Ultimately, this allows for the design of more resource-efficient clinical trials, to improve existing disease treatments, and to develop powerful new drugs.

Qureight has ongoing strategic collaborations and research partnerships with some of the best-known healthcare, research and pharmaceutical companies in the world, including AstraZeneca, Vicore Pharma and several NHS Trusts.

Following the close of this round, new Qureight Board members include Dr Debra Barker, an experienced healthcare NED and Chief Medical Officer and previous SVP at Novartis, and Jenny Winter, CEO of Animalcare Group and previous VP at AstraZeneca.

Consultant Thoracic Radiologist Dr Simon Walsh, joins the Qureight team as the new Chief Scientific Officer. He was previously an NIHR Clinician Scientist at the National Heart and Lung Institute, Imperial College, London, and is the outgoing Imaging Chair at the European Respiratory Society.

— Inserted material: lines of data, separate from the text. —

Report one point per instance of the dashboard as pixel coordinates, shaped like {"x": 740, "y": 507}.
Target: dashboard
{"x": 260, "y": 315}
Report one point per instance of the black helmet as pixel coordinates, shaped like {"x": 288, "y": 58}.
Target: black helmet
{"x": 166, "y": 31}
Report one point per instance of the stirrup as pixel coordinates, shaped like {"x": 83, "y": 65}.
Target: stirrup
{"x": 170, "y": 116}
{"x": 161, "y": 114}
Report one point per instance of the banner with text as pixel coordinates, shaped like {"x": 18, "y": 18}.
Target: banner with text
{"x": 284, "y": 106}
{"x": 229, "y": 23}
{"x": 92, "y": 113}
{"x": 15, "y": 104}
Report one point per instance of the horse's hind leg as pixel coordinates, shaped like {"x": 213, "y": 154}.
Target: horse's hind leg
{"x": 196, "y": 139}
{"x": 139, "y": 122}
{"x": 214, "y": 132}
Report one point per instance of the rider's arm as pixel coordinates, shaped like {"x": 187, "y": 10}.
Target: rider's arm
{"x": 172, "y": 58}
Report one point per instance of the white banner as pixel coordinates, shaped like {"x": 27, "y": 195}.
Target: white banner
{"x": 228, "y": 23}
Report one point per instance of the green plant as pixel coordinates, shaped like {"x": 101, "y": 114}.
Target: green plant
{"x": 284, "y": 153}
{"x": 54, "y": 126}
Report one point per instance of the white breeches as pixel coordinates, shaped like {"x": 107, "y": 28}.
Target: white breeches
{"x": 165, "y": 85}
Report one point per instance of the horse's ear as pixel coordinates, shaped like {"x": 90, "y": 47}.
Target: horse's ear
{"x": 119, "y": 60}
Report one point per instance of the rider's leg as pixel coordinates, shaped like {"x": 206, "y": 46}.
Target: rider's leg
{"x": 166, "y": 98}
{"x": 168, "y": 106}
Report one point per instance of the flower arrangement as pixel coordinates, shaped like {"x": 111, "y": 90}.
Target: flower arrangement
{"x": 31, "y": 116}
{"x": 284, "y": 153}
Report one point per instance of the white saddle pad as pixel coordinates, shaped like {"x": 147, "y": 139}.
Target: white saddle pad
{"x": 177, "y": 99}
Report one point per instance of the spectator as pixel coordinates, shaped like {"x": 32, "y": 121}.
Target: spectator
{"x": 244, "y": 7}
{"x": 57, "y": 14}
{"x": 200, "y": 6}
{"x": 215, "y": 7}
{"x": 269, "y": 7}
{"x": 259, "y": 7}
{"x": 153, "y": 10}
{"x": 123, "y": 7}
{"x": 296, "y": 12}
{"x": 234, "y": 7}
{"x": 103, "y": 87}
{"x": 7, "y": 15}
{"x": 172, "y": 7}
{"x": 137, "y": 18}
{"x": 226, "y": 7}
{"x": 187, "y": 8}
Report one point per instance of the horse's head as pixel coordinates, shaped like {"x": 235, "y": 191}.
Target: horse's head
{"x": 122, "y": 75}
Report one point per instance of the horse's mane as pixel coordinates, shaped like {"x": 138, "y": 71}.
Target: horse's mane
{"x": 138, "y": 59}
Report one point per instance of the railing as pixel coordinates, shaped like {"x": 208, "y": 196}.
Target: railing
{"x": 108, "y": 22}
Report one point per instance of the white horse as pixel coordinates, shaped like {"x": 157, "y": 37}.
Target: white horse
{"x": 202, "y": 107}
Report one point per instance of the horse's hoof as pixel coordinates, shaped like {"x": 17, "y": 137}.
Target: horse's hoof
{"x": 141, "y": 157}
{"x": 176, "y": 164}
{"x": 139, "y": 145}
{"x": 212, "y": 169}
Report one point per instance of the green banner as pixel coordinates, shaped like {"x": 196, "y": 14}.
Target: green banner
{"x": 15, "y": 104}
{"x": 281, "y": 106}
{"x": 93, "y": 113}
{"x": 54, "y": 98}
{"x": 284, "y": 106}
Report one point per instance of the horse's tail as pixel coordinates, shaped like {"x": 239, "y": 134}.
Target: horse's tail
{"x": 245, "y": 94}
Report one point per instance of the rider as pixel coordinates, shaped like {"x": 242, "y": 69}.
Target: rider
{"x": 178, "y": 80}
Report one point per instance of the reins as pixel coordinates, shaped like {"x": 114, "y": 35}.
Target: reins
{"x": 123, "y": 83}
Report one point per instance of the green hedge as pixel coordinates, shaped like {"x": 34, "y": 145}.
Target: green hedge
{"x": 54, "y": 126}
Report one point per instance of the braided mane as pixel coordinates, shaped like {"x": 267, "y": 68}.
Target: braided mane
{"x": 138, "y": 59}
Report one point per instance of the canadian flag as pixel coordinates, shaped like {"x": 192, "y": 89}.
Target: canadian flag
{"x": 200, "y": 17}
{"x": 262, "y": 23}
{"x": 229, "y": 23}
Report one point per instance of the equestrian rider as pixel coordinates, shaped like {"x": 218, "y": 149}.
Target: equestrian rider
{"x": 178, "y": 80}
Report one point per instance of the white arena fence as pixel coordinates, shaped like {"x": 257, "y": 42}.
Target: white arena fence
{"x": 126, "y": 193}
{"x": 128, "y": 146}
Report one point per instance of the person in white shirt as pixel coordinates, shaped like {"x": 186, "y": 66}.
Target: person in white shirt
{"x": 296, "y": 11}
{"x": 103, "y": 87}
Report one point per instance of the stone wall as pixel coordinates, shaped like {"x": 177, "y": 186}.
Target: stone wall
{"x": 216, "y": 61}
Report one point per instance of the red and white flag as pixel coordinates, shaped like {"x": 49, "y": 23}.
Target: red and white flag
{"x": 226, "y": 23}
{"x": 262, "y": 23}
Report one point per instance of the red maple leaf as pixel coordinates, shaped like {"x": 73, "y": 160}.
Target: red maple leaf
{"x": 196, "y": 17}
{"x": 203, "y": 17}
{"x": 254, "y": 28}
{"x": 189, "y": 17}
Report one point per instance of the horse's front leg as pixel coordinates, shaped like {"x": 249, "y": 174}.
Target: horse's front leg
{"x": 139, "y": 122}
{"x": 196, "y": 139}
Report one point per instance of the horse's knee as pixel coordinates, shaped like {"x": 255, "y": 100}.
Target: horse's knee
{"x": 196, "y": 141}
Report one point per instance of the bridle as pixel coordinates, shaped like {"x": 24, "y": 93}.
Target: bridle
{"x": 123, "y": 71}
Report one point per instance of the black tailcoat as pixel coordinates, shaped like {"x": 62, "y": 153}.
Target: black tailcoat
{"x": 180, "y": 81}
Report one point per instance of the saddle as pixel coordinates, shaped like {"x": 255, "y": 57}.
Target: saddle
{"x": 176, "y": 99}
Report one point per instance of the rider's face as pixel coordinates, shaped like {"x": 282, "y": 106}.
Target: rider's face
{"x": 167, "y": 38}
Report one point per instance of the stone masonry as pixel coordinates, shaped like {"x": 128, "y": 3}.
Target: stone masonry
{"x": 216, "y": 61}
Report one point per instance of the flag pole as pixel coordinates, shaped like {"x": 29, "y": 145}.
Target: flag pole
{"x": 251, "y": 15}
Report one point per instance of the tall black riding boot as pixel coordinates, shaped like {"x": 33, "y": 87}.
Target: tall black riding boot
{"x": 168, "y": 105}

He is also a member of the Fleischner Society – a global group of 60 leading respiratory scientists and radiologists.

Dr Muhunthan Thillai, founder and CEO of Qureight, said: “The close of our Series A round marks the ‘end of the beginning’ and the start of a new chapter for Qureight as we turn our focus to developing our platform and creating products in new disease areas.

“Our mission to extend the lives of lung and heart disease patients will be bolstered by the invaluable expertise of our new board and new senior team members, and we are looking forward to adding to our strategic biopharma collaborations.”

Dr Debra Barker added: “Having spent the last 30 years working in drug development, I’ve experienced first hand how struggles with fragmented data – whether biomarkers or images – complicate our decision making, endpoint and study design, and frustrate our desire to advance new treatments to the right patients.

“The Qureight platform and consequent insights promise to transform this process, and I am very excited to accompany the company on its journey.”